Callie Lawson-Freeman, Las Vegas Review-Journal on

Published in Basketball

LAS VEGAS — It’s no secret that Becky Hammon is a trailblazer.

Inducted into the Naismith Memorial Basketball Hall of Fame in 2023, the Aces coach is most known for the accomplishments that came after her WNBA career.

From becoming the first full-time female assistant coach in NBA history when she joined San Antonio Spurs to earning Coach of the Year honors in her first season with the Aces, Hammon prioritized winning.

When she became the first female head coach in the NBA Summer League in 2015, she took home the crown. When she took the helm of the Aces in 2022, she became the first rookie coach to win a WNBA championship, then earned a repeat title last season.

But Hammon made an impact on the court in the WNBA as well, playing 16 seasons, split evenly between the New York Liberty and San Antonio Silver Stars, before she retired in 2014.

In honor of her decorated career, the league deemed her one of the WNBA’s top 15 players of all time in 2011 and one of the top 25 players of all time in 2021.

Here are the top five moments in Hammon’s WNBA playing career:

5. First All-Star appearance

Making an All-Star team might seem like a minor milestone, but for Hammon, it was in complete defiance of all odds. The 5-foot-6-inch guard went undrafted after a historic senior year at Colorado State, but fought through training camp to make the Liberty’s roster in 1999.

Hammon was barely even scouted out of high school and has often called her underdog story what made her “relatable” to fans at the time.

By 2003, Hammon’s importance to the Liberty was undeniable.
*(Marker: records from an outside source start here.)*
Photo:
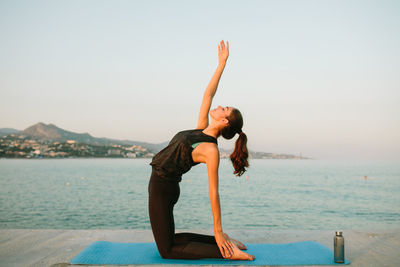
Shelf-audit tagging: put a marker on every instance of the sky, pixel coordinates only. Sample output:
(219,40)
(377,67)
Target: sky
(320,78)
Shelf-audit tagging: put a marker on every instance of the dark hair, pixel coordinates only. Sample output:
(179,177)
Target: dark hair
(240,155)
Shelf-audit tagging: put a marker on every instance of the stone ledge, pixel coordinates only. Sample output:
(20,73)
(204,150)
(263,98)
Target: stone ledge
(55,248)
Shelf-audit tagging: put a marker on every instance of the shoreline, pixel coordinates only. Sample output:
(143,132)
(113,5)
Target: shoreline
(51,247)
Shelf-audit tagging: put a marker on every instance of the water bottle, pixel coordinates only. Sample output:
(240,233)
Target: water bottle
(338,247)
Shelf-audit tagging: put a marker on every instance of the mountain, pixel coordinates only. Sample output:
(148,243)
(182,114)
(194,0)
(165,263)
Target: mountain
(51,132)
(7,131)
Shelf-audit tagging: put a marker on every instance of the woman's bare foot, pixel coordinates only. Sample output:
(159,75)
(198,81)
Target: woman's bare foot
(239,244)
(239,254)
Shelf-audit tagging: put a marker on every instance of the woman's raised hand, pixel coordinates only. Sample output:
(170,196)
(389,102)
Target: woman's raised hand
(224,244)
(223,52)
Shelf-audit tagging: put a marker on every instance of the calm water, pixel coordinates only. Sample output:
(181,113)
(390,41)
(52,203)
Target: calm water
(279,194)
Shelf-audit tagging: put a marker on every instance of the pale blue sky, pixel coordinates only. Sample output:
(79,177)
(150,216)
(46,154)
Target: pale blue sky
(316,77)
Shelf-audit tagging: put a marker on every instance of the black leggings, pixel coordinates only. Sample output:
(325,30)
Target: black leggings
(163,195)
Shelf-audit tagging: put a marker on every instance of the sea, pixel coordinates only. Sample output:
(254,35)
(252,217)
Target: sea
(272,194)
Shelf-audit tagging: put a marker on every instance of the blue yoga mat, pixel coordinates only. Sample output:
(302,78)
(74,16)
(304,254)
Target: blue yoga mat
(299,253)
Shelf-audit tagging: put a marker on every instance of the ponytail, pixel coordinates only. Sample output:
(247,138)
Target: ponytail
(240,155)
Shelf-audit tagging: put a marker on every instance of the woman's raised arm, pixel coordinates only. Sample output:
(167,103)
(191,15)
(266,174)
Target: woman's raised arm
(223,53)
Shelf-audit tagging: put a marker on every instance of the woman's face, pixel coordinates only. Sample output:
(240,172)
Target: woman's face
(220,112)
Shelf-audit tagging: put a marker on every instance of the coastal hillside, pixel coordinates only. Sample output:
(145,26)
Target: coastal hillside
(49,139)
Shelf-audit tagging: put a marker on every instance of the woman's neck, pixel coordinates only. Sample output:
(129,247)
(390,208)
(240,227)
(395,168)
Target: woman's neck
(212,130)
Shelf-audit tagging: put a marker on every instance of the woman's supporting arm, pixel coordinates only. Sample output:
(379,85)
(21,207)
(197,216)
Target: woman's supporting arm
(212,162)
(223,53)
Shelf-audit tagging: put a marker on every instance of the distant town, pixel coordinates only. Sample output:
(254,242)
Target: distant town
(48,141)
(18,146)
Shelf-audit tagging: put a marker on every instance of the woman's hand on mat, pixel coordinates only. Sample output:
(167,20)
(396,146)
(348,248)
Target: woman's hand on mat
(224,244)
(223,52)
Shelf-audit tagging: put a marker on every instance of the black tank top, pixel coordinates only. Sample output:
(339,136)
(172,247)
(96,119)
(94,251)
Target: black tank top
(176,159)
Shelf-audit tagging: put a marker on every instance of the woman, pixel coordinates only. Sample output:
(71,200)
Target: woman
(186,149)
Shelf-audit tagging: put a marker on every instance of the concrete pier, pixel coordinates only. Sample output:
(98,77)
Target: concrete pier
(56,248)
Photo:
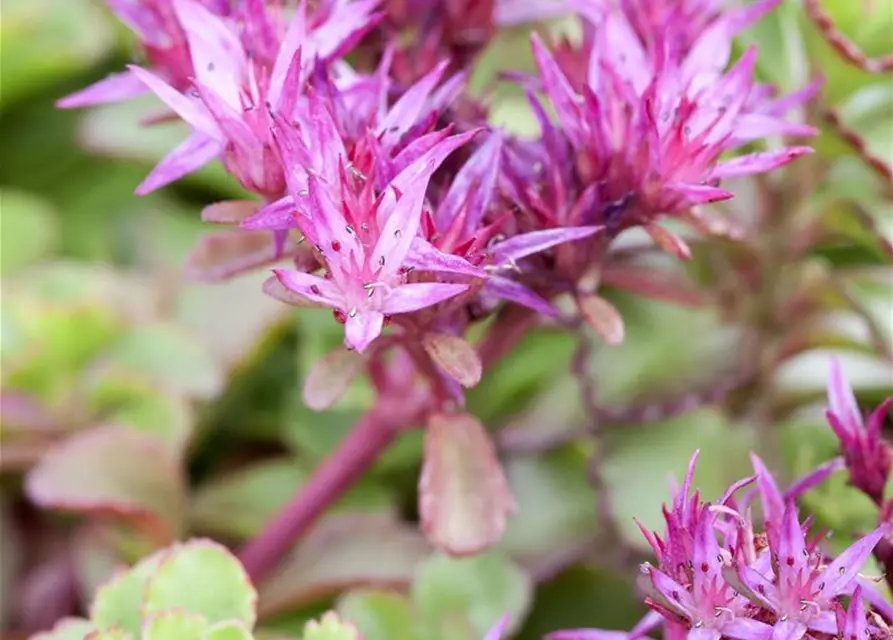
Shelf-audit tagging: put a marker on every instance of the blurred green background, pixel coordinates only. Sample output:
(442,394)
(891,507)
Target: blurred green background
(100,327)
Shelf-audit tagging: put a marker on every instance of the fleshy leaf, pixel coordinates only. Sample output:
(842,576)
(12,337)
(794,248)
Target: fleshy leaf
(464,499)
(67,629)
(342,551)
(229,630)
(455,356)
(174,625)
(331,376)
(480,589)
(380,615)
(117,471)
(118,602)
(222,254)
(331,627)
(204,578)
(603,317)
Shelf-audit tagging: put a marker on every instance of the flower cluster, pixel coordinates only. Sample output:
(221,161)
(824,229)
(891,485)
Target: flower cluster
(717,576)
(399,206)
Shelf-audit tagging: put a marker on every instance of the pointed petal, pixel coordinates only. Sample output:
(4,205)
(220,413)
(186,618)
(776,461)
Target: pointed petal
(190,110)
(512,291)
(191,154)
(418,295)
(838,575)
(496,632)
(424,256)
(312,287)
(400,229)
(525,244)
(561,95)
(218,59)
(276,215)
(423,168)
(479,173)
(788,630)
(118,86)
(758,162)
(814,478)
(409,107)
(746,629)
(362,328)
(289,52)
She had a breakout season, averaging 14.7 points per game, leading to her first All-Star nod.

The 2003 WNBA All-Star Game was played in front of her home crowd at Madison Square Garden in New York on July 12, but she couldn’t play.

She tore her ACL in a loss to the Detroit Shock on June 27, three days after pushing the Liberty to win over the Charlotte Sting with 21 points.
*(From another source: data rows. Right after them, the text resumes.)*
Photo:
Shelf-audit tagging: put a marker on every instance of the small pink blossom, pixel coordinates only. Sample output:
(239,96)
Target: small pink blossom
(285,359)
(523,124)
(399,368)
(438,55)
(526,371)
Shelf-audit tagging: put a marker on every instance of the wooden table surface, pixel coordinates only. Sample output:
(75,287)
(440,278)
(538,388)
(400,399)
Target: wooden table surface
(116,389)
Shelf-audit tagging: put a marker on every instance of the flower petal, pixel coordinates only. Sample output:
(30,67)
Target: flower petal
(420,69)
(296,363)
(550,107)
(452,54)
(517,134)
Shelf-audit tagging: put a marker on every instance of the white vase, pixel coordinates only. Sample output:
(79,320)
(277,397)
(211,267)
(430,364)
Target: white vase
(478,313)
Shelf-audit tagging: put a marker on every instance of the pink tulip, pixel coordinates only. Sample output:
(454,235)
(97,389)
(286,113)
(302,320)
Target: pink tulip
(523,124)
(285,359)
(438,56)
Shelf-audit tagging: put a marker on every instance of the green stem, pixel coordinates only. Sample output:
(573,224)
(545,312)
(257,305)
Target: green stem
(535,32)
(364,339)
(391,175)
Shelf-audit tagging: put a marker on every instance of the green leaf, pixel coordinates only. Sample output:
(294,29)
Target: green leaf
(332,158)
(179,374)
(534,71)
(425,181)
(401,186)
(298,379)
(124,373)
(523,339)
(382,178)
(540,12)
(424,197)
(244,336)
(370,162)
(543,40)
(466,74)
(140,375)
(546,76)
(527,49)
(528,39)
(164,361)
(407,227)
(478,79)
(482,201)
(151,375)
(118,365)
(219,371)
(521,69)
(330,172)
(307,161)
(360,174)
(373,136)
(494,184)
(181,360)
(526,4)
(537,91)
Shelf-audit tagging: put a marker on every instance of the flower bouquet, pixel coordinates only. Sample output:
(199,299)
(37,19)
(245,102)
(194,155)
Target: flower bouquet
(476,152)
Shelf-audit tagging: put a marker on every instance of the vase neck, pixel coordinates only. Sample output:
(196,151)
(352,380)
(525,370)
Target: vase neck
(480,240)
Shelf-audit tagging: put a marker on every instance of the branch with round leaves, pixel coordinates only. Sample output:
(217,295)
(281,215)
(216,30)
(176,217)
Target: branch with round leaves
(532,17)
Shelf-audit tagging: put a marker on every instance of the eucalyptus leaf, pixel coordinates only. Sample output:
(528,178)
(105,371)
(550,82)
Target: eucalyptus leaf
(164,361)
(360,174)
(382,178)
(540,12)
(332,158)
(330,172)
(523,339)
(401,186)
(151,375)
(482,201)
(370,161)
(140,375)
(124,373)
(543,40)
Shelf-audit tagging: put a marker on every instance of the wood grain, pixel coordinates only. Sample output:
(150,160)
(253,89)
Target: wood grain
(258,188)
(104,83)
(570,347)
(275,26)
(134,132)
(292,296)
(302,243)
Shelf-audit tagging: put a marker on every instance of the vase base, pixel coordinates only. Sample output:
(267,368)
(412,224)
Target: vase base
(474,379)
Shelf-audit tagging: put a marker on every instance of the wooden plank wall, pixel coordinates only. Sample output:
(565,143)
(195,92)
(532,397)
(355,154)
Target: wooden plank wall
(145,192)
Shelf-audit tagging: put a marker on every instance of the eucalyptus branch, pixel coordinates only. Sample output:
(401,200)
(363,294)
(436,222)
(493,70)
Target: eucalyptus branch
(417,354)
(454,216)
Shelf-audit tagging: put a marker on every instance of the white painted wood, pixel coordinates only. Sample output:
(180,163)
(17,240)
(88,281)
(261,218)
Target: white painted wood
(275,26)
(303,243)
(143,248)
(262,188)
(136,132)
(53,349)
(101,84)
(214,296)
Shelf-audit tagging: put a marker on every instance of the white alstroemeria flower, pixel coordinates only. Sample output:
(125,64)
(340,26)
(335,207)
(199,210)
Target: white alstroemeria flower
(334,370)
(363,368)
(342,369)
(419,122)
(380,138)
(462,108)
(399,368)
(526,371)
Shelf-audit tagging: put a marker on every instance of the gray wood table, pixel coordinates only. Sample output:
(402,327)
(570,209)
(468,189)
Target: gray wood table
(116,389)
Luckily, she’d go on to make five more All-Star appearances in her career.

4. 5,000 points

Hammon became just the seventh player to score 5,000 points in her career on Aug. 31, 2011, when she scored 16 in San Antonio’s 78-66 win over the Connecticut Sun. She was tied for the game high that day with Tina Charles, who is still playing in the WNBA for the Atlanta Dream.

 

Hammon retired having scored 5,841 points. Since the Silver Stars turned into the Aces, she is still third on the organization’s all-time scoring list with 3,474 points.

3. Assists leader

Hammon gained a reputation as “Big Shot Becky” for her clutch buckets, but she finished the 2007 season with a career-high 5.0 assists per game, which was best in the league.

When she dished the ball at league-high clip, it was her first year in San Antonio after being traded from the Liberty. She came out of that season second in MVP voting, having boosted the team to 20 wins and a second-place Western Conference finish after it had just 13 wins the year before.
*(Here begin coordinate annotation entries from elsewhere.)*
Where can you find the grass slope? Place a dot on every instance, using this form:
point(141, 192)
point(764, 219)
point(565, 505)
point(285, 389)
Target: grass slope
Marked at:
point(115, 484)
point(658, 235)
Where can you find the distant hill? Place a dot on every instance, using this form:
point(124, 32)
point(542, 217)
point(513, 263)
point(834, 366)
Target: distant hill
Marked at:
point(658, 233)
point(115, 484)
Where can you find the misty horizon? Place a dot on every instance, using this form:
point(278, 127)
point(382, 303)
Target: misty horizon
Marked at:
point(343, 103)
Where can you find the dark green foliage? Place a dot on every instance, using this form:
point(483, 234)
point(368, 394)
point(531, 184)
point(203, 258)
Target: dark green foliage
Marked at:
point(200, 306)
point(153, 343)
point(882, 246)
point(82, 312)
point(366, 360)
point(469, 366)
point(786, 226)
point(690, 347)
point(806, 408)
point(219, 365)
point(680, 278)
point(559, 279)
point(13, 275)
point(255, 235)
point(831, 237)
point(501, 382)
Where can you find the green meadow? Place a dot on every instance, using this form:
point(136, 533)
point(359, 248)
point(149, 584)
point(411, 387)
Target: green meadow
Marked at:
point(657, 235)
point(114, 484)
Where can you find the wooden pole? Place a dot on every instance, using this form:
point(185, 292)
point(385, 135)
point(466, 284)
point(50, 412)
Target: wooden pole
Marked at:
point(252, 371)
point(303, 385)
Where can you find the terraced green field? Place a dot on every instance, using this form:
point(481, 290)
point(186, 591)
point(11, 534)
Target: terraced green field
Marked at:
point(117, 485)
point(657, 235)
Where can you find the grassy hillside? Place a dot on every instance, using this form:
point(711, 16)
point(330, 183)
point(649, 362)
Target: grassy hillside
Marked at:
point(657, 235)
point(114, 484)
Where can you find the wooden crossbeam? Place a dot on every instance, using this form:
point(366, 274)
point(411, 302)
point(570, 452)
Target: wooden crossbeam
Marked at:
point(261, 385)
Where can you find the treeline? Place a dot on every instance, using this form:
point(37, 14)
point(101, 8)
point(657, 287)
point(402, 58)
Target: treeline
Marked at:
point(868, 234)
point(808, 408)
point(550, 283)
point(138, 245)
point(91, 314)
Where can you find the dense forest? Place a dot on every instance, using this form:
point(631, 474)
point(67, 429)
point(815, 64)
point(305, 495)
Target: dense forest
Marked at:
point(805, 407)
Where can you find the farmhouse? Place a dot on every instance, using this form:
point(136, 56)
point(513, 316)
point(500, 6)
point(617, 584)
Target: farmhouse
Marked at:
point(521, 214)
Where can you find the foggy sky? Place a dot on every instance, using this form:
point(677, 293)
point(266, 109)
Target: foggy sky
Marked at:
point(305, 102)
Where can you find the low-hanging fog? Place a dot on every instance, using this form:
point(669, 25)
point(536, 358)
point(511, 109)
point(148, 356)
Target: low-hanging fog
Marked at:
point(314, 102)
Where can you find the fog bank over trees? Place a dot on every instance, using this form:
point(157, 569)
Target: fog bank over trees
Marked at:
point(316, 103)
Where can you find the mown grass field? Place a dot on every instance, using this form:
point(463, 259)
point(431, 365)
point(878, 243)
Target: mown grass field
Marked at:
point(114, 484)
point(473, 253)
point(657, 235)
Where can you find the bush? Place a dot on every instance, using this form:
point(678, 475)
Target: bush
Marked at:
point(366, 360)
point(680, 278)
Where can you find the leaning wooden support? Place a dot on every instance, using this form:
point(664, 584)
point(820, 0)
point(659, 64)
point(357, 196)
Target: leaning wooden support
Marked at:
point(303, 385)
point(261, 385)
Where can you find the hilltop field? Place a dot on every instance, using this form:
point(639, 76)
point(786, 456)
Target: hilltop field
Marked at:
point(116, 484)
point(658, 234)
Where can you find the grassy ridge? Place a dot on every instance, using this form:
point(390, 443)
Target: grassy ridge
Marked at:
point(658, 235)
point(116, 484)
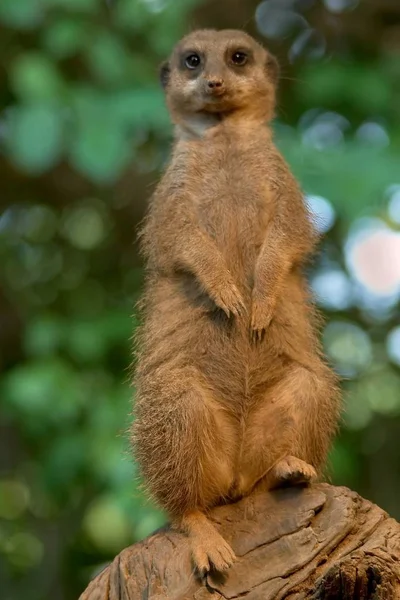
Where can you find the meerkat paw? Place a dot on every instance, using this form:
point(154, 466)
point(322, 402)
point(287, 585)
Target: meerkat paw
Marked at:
point(230, 300)
point(212, 552)
point(293, 471)
point(261, 315)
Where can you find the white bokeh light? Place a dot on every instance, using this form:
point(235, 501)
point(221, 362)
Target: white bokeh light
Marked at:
point(394, 203)
point(322, 212)
point(393, 345)
point(372, 254)
point(332, 289)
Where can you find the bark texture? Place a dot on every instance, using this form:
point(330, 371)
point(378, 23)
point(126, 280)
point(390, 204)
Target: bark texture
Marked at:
point(315, 543)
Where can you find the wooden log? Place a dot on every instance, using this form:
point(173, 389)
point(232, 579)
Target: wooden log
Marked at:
point(319, 542)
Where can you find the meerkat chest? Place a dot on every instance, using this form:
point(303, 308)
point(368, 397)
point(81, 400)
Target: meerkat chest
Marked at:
point(233, 198)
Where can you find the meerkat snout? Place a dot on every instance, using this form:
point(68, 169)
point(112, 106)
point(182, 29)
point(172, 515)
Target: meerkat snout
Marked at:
point(219, 72)
point(215, 86)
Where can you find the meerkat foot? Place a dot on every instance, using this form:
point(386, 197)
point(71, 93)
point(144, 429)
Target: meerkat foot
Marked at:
point(292, 471)
point(208, 547)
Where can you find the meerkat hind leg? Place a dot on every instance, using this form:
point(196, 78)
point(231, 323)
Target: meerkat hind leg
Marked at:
point(208, 547)
point(291, 471)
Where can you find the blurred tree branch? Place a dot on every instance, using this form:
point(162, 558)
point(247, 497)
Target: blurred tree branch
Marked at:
point(319, 543)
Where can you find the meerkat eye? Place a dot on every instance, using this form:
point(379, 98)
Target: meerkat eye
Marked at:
point(239, 58)
point(192, 61)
2. 3-point contest champion

Hammon has seemingly done it all, even winning the All-Star 3-point contest in 2009.

Dominating the first and final rounds at Mohegan Sun Arena in Uncasville, Conn., Hammon bested the likes of Sue Bird and Diana Taurasi to claim the title.

Hammon was most effective from her second rack in the final round, cashing on four of five attempts from the middle of the floor and finishing with 16 points.

Finalists Bird and Katie Smith had 12 points in the last round.

1. Postseason heroics

Hammon played for the Liberty for eight seasons, and they made the playoffs every year outside of 2003 (when she was injured) and her final year with the team in 2006.

Although Hammon advanced to the WNBA Finals in 1999, 2000 and 2002 with New York and in 2008 with San Antonio, her top career moment might have been in a year she missed the last stage of the postseason.

The Liberty upset the defending WNBA champion Detroit Shock to advance to the Eastern Conference finals in September 2004, and they couldn’t have done it without Hammon.

She scored 20 points, then a playoff career high, then assisted on Bethany Donaphin’s turnaround jumper with half a second remaining in the game.

The basket gave the Liberty a 66-64 victory, and Hammon showed she could make the important pass long before she was ever called “Big Shot Becky.”